Ce n’est donc pas l’influence intrinsèque de ce collectif qui est craint par les marques qui se soumettent à leurs injonctions, mais plutôt la portée symbolique du choix qu’il les contraint à faire : si vous ne retirez pas publiquement votre partenariat avec un média que nous qualifions de haineux, alors votre marque est haineuse et nous le ferons savoir.
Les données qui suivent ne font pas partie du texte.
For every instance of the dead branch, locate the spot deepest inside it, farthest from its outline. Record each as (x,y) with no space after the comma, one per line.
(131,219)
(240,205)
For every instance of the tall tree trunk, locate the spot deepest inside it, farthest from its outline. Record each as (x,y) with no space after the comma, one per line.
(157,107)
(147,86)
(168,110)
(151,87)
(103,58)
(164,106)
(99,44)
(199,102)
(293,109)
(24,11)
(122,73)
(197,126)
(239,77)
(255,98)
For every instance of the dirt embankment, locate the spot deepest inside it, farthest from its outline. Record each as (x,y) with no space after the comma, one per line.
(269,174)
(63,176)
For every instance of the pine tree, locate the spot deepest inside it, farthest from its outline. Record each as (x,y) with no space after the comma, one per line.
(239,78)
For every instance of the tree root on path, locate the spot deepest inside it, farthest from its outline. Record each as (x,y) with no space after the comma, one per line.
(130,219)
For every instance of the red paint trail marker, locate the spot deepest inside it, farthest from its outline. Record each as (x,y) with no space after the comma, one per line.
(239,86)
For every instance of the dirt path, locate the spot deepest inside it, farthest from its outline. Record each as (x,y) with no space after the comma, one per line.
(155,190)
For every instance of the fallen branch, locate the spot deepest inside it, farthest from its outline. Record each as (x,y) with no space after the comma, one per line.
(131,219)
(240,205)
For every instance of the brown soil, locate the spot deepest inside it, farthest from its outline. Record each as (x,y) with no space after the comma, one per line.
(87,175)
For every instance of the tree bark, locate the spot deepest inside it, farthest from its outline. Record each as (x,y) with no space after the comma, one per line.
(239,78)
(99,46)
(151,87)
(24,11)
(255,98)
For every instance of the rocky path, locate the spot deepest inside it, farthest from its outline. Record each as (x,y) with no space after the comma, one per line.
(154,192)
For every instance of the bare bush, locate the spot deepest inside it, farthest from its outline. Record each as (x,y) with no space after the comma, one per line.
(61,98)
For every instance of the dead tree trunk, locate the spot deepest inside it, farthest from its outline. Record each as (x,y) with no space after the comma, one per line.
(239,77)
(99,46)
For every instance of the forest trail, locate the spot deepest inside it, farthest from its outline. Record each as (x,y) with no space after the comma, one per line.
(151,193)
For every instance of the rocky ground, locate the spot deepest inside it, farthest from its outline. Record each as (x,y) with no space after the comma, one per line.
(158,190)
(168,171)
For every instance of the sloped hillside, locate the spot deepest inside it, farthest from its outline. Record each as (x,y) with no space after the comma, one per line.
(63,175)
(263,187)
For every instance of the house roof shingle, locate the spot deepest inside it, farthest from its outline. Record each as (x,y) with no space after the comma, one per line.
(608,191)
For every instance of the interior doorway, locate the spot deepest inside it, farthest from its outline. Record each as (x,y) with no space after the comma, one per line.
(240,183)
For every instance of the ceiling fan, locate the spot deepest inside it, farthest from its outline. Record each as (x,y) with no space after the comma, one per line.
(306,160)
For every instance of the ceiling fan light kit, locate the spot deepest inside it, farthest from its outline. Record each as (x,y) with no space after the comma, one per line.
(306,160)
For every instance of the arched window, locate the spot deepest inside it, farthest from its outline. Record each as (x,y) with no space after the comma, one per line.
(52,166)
L’attitude de ces marques sous l’empire du politiquement correct, pour reprendre le titre d’un ouvrage de Mathieu Bock-Côté, participe à la régression de la liberté d'expression et conforte une pratique qui n’a rien à envier aux méthodes de dénonciation staliniennes.
L’URSS de Staline était coutumière des déformations lexicales pour rendre acceptables des actes moralement répréhensibles. Ainsi, les lettres de dénonciation des citoyens étaient appelées « signaux » pour suggérer une forme positive de communication entre le peuple et le pouvoir.

 

L’activisme de Sleeping Giant se place au cœur du totalitarisme de la pensée en érigeant l’Homo Anonymus en arbitre ultime de ce qui lui est conforme et de ce qui la menace

Les gardiens de l’idéologie dominante s’inspirent de ces méthodes en substituant l’expression délateur à celle de « géant endormi », socialement plus acceptable et valorisante, luttant contre les « discours de haine ». Sleeping Giants encourage ses soldats anonymes à interpeller publiquement une marque pour la contraindre à boycotter un média dissident et l’étouffer financièrement.
À la différence près que si le régime stalinien encourageait les auteurs à s’identifier, Sleeping Giant préserve jalousement l’identité de ses militants, ce qui ajoute la lâcheté à la fourberie.

L’activisme de Sleeping Giant se place au cœur du totalitarisme de la pensée dominante en érigeant l’Homo Anonymus en arbitre ultime de ce qui lui est conforme et de ce qui la menace, avec la complicité active des marques qui se soumettent, parfois avec zèle, à leurs pratiques.